We have \begin{align*} I &= - \int_0^1 \int_0^1 \int_0^1 \frac{1}{3\Gamma(2/3)}\int_0^\infty \frac{1 - (xyz)^s}{s^{4/3}}\,\mathrm{d} s \,\mathrm{d}x \,\mathrm{d} y\, \mathrm{d} z \\ &= - \frac{1}{3\Gamma(2/3)}\int_0^\infty \frac{1}{s^{4/3}}\left(\int_0^1 \int_0^1 \int_0^1 (1 -x^s y^s z^s) \,\mathrm{d}x \,\mathrm{d} y\, \mathrm{d} z\right)\,\mathrm{d} s\\ &= - \frac{1}{3\Gamma(2/3)}\int_0^\infty \frac{1}{s^{4/3}}\left(1 - \frac{1}{(s + 1)^3}\right)\,\mathrm{d} s \\ &= -\frac{1}{3\Gamma(2/3)}\int_0^\infty \frac{s^2 + 3s + 3}{s^{1/3}(s + 1)^3}\,\mathrm{d} s\\ &= -\frac{1}{3\Gamma(2/3)}\int_0^\infty \frac{3u(u^6 + 3u^3 + 3)}{(u^3 + 1)^3}\,\mathrm{d} u \qquad\qquad (s = u^3)\\ &= - \frac{1}{3\Gamma(2/3)}\cdot \frac{28}{27}\pi\sqrt 3 \end{align*} where we have used Fubini's theorem to interchange the order of integration; and the integral $\int_0^\infty \frac{3u(u^6 + 3u^3 + 3)}{(u^3 + 1)^3}\,\mathrm{d} u$ is easily evaluated using partial fraction decomposition.
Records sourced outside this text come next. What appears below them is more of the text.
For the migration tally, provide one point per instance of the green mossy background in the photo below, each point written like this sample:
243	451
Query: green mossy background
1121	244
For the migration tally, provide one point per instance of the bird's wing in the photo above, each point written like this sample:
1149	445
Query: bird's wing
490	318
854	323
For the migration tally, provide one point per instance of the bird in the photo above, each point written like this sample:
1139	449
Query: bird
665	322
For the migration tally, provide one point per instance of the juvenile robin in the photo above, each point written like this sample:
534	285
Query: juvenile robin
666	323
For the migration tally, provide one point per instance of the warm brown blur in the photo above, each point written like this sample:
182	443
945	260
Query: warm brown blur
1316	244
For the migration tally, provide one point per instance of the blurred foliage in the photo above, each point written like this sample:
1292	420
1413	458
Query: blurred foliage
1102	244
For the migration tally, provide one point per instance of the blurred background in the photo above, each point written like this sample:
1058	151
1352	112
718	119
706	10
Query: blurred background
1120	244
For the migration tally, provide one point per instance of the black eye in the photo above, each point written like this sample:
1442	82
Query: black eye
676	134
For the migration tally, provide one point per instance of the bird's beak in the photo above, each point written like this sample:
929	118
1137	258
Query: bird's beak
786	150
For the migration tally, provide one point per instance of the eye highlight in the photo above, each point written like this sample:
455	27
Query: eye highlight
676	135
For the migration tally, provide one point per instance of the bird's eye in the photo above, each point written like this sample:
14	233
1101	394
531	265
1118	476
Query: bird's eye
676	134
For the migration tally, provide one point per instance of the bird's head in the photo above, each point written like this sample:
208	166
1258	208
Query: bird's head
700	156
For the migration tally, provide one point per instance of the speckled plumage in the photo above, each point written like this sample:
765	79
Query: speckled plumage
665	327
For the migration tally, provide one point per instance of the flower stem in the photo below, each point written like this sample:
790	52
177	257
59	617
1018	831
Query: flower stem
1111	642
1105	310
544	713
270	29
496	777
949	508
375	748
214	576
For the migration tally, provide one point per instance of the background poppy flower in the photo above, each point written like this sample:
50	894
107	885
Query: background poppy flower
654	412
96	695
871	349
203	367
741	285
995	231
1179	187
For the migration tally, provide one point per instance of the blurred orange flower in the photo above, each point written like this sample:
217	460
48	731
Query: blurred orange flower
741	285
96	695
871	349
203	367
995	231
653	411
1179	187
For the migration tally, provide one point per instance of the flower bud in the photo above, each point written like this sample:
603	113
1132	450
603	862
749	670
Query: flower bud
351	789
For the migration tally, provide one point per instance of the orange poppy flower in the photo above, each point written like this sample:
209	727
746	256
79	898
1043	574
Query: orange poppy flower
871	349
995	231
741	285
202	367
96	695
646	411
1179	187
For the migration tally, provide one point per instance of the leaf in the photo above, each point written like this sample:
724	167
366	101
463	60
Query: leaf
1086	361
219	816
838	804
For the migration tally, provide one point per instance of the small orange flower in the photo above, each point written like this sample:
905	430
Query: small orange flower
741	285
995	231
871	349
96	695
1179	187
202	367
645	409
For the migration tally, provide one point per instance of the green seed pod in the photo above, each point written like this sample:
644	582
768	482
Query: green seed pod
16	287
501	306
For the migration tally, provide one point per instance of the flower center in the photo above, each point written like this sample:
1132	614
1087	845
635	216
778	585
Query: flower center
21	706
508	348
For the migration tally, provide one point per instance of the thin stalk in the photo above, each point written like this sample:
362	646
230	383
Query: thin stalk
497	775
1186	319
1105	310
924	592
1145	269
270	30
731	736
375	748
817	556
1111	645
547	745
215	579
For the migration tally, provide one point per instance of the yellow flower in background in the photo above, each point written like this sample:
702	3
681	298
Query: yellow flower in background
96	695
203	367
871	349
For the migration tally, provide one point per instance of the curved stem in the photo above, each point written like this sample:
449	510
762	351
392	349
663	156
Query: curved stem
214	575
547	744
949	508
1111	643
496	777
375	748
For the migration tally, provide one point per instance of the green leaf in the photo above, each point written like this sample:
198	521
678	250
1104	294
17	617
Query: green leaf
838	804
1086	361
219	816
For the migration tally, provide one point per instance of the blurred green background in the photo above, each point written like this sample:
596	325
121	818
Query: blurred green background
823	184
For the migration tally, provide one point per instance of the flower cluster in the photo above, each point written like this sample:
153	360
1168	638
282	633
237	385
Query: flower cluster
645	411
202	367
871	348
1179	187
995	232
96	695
(Note: $\frac{1}{3\Gamma(2/3)}\cdot \frac{28}{27}\pi\sqrt 3 = \frac12 \Gamma(10/3)$.)

Answer 3

We can at least compute two integrals $$I_1=\int_{0}^{1}\sqrt[3]{\log{(xyz)}}\,dx=\sqrt[3]{\log (y z)}+\frac{\sqrt[3]{-1}\, \Gamma \left(\frac{1}{3},-\log (yz)\right)}{3 y z}$$ $$I_2=\int_{0}^{1}I_1 \,dy=\frac{\sqrt[3]{\log (z)} \left(4 E_{\frac{2}{3}}(-\log (z))+3 \log (z) E_{\frac{2}{3}}(-\log (z))+12 z\right)}{9 z}$$ For the third integral, we can expand the integrand as a series around $z=1$ $$I_2=\frac{1+i \sqrt{3}}{2}\,\Gamma \left(\frac{1}{3}\right)\sum_{n=0}^\infty a_n (z-1)^n$$ where the $a_n$ form the sequence $$\left\{\frac{4}{9},-\frac{1}{9},-\frac{1}{18},\frac{1}{6},-\frac{1}{4},\frac{19}{60}, -\frac{67}{180},\frac{529}{1260},-\frac{1163}{2520},\frac{3769}{7560},-\frac{4021} {7560},\frac{46751}{83160},-\frac{49061}{83160},\cdots\right\}$$ giving $$I_3=\frac{1+i \sqrt{3}}{2} \Gamma \left(\frac{1}{3}\right)\sum_{n=0}^\infty \frac{(-1)^n }{n+1}a_n$$ The problem is that many terms would be required to arrive close to the solution.